Que me perdoem os senhores Günther Anders, Heinrich Blücher - maridos de Hannah -, Martin Heidegger - seu amante -, W.H. Auden e Hans Morgenthau - que a pediram em casamento após enviuvar -, bem como a Sra. Nádia - minha esposa -, mas cada vez me apaixono mais por Frau Hannah Arendt.
Uma de minhas leituras de agora é "Homens em tempos sombrios", de Arendt. Há um posfácio de Celso Lafer, nosso compatriota que foi aluno dela nos EUA, em Cornell. Aliás, que me desculpem todos os anteriormente citados, e mais a esposa do Celso Lafer, mas eu acho que ele também foi apaixonado pela alemã. Rsss.
Obviamente, essa paixão com que brinco aqui não precisa ser heterossexual, nem ao menos precisa se dar intervivos. É uma paixão pela história e pela alma de uma outra pessoa. Aliás, a história de alguém, segundo a própria Arendt, é o conjunto de suas ações e discursos... e como ações e discursos são a própria alma de alguém, poderia dizer que me apaixonei pela alma da Sra. Hannah Arendt... como continuo apaixonado por Spinoza.
Aliás, outro ponto interessante sobre esse sentimento: ele não diminui quando o dividimos. É possível, dessa forma, apaixonar-se por muitos indivíduos, sem privar ninguém da paixão que lhe cabe. Isso é quase o "summum bonum" spinozano! Rsss.
Feita a minha declaração sentimental para a Sra. Hannah Arendt, falo um pouco do livro.
Ao contrário dos livros "teóricos" de Arendt - as aspas indicam um certo saudável paradoxo, visto que a autora alemã sempre mergulhava nos fatos "concretos" para fazer suas reflexões abstratas -, esse é um conjunto de ensaios sobre pessoas. Mas não são exatamente ensaios biográficos. Como indica Celso Lafer: "alguns, como os sobre Jaspers e Heidegger, são evocações e depoimentos. Outros têm a dimensão de uma visão de conjunto de trajetórias. É o caso dos estudos sobre Walter Benjamin e Hermann Broch. Muitos são artigos que, partindo de biografias que Hannah Arendt resenhou, deram-lhe a oportunidade de escrever sobre figuras que a fascinaram, como Rosa Luxemburgo e Isak Dinesen".

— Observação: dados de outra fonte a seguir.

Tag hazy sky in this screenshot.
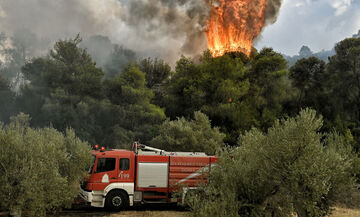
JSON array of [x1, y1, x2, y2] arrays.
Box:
[[0, 0, 360, 62], [256, 0, 360, 55]]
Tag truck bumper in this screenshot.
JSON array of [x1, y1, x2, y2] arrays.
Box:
[[79, 187, 105, 207]]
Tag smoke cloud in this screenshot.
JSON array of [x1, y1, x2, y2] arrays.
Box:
[[0, 0, 281, 63], [265, 0, 282, 24]]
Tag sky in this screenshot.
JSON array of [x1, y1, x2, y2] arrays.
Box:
[[0, 0, 360, 63], [255, 0, 360, 55]]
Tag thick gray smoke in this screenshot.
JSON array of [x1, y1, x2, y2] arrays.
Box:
[[0, 0, 281, 63], [0, 0, 209, 62], [122, 0, 210, 54]]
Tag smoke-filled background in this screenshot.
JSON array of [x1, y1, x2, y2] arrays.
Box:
[[0, 0, 360, 65], [0, 0, 281, 65]]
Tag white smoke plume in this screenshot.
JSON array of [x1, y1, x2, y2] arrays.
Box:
[[0, 0, 281, 63]]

Em breve aparecerão posts sobre a figura de Hannah e do que ela escreveu para os oitenta anos de Heidegger.
Antes, porém, eu gostaria de registrar um pequeno trecho do prefácio do livro. A autora nos diz que "Os 'tempos sombrios', no sentido mais amplo que aqui proponho, não são idênticos às monstruosidades desse século [XX, no qual ela escreve], que de fato constituem uma horrível novidade. Os tempos sombrios, pelo contrário, não só não são novos, como não constituem uma raridade na história.... Que mesmo no tempo mais sombrio temos o direito de esperar alguma iluminação, e que tal iluminação pode bem provir, menos das teorias e conceitos, e mais da luz incerta, bruxuleante e frequentemente fraca que alguns homens e mulheres, nas suas vidas e obras, farão brilhar em quase todas as circunstâncias e irradiarão pelo tempo que lhes foi dado na Terra - essa convicção constitui o pano de fundo implícito contra o qual se delinearam esses perfis. Olhos tão habituados às sombras, como os nossos, dificilmente conseguirão dizer se sua luz era a luz de uma vela ou a de um sol resplandecente. Mas tal avaliação objetiva me parece uma questão de importância secundária que pode ser seguramente legada à posteridade".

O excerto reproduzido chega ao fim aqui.